The game’s new offering, Funky Mode, shows series regular Funky Kong takes the place of Donkey Kong as the main playable character. Aside from the aesthetic differences, Funky brings a totally tubular new way to play the game — one that makes the game more accessible to younger players.
Not to be outdone by any other Kong in the game, Funky features three new abilities by way of his surfboard: a double jump move, snorkel gear to swim under water indefinitely, and the ability to glide through the air (not dissimilar from Dixie Kong’s original ability in the Super Nintendo’s Donkey Kong Country 2: Diddy Kong’s Quest). Paired with a staggering five hearts (compared to the standard two), Funky Mode helps curb some of the difficulty for more casual or young players. The downside of this mode is that, while playing as Funky, you cannot bust open any barrels to gain control of Diddy, Dixie or Cranky Kong.
Funky Mode is refreshing, because it shows Nintendo’s renewed commitment to be the video game company for all types of gamers. Admittedly, after the first two worlds, I found myself switching back to the standard mode to add back the challenges I enjoyed so much when I played the original version four years ago.
Portable Peril and Play
Aside from Funky Mode, the most exciting feature of Donkey Kong Country: Tropical Freeze is the ability to take the game on the go for truly unplugged fun. It’s a common accolade for the Nintendo Switch, but the ability to play my favorite home console games wherever I want is something that still seems like such a wonder.
Though some of the game’s more challenging levels and boss fights (Fugu Face-Off, in particular) left me screaming at my screen, the convenience of playing the game while on lunch at work, outside on the porch swing, or even while watching a pot of noodles boil in the kitchen never got old (though it did garner some stares when the aforementioned screaming happened).

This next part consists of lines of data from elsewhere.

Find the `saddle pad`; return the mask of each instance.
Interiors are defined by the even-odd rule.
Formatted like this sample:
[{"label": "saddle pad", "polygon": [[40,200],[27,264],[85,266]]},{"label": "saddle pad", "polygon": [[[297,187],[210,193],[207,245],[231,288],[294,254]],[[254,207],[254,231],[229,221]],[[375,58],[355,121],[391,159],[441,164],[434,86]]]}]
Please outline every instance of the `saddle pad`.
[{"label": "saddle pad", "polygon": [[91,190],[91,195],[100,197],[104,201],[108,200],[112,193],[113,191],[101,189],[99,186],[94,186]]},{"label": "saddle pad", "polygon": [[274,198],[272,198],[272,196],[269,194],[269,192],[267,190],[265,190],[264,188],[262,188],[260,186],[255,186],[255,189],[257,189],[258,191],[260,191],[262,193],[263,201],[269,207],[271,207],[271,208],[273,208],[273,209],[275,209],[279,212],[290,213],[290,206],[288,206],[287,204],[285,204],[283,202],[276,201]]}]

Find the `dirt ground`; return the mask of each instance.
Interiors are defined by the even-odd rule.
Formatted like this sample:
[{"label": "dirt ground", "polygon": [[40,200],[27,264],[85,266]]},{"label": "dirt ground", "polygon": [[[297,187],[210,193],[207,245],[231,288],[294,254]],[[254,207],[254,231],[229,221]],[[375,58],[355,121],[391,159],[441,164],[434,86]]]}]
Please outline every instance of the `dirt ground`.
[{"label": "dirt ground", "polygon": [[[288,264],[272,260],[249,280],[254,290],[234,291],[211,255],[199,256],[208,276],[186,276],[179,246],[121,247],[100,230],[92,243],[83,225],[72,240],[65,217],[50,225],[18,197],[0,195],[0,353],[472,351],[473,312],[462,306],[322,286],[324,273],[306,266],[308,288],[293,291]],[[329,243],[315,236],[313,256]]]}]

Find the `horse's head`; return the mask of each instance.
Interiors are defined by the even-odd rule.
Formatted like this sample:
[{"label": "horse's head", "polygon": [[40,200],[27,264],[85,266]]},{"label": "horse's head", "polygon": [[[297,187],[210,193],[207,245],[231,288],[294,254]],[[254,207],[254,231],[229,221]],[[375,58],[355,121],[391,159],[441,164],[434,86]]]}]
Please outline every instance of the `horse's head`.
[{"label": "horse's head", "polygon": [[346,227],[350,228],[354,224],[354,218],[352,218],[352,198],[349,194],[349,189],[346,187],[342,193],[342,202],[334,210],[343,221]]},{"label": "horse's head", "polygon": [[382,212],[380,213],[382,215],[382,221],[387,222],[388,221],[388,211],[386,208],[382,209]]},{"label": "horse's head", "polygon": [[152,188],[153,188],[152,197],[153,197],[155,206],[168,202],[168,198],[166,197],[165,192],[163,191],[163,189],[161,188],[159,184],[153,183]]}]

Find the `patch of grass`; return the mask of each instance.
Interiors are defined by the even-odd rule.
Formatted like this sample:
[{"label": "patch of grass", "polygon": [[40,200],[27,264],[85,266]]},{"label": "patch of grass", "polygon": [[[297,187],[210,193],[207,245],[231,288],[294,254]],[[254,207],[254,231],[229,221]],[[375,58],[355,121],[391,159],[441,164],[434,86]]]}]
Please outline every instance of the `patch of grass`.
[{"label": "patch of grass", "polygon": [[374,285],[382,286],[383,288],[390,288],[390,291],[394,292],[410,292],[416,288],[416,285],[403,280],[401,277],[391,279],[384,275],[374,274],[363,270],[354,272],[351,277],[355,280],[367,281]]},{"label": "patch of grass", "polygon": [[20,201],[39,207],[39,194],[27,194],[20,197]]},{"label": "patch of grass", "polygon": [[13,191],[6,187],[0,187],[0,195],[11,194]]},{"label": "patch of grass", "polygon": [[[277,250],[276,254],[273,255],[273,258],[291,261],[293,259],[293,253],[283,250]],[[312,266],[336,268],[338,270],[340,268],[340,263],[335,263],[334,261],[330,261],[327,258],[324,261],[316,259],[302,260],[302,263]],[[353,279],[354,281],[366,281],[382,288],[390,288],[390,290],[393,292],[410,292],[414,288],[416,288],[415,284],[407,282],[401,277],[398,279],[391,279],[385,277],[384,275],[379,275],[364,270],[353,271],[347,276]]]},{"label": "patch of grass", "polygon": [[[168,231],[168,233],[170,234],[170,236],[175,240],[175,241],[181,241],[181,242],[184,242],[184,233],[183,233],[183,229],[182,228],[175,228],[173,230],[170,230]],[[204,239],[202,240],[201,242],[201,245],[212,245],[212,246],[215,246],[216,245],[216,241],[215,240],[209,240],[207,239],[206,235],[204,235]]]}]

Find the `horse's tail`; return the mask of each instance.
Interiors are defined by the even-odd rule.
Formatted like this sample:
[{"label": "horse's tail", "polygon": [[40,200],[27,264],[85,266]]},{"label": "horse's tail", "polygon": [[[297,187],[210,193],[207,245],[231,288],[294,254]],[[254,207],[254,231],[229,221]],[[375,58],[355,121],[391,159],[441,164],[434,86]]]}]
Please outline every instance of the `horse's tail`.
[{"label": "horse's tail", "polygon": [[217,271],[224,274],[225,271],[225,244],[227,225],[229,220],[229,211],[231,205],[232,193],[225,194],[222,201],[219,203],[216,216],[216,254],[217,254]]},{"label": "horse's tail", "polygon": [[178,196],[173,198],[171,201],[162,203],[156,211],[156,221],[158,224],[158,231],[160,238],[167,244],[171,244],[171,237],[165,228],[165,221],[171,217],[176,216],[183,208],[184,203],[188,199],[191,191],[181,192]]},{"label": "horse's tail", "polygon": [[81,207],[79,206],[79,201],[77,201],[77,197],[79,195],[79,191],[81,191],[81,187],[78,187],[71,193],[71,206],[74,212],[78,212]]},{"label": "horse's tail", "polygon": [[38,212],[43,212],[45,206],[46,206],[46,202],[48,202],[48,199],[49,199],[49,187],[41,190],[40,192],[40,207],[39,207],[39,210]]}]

Clever Challenges and Seriously Tough Secrets
One thing that makes Donkey Kong Country: Tropical Freeze so entertaining is it’s ability to provide a rewarding experience for all types of gamers. If you are looking for a solid platformer with tough levels, inventive gameplay and more, DKC: TF has you covered. If you’re a completionist and want to collect all of the hidden puzzle pieces or KONG letters, the game provides you with an exceptional — although sometimes unbalanced in terms of difficulty — adventure. If you’re looking for something breezy and enjoyable to do on a Saturday afternoon, hop on Funky’s surfboard and glide through the game.
This time around, I found myself diving deep into the secrets and clearing out an entire level before moving to the next. I would spend upwards of an hour on some of the levels, trying to find the string of bananas I would need to collect in order to to trigger the appearance of a hidden puzzle piece, or bouncing on moving platforms in a race against a timer to reach my goal. Completing a world in its entirety — treasures and all — was extremely rewarding and kept my excitement for each world at an all-time high.
Donkey Kong Country: Tropical Freeze is a barrel of fun that provides enjoyment, challenges and a nostalgic whimsy that made us fall in love with Donkey Kong and company in the original Super Nintendo series. With the addition of Funky Mode, Donkey Kong’s latest adventure provides an accessible way for casual gamers to play, at home or on the go with the Nintendo Switch. The only downside about this re-release is the feeling I was left with of wanting more. Is there a new Donkey Kong on the way for the Nintendo Switch? A boy can dream.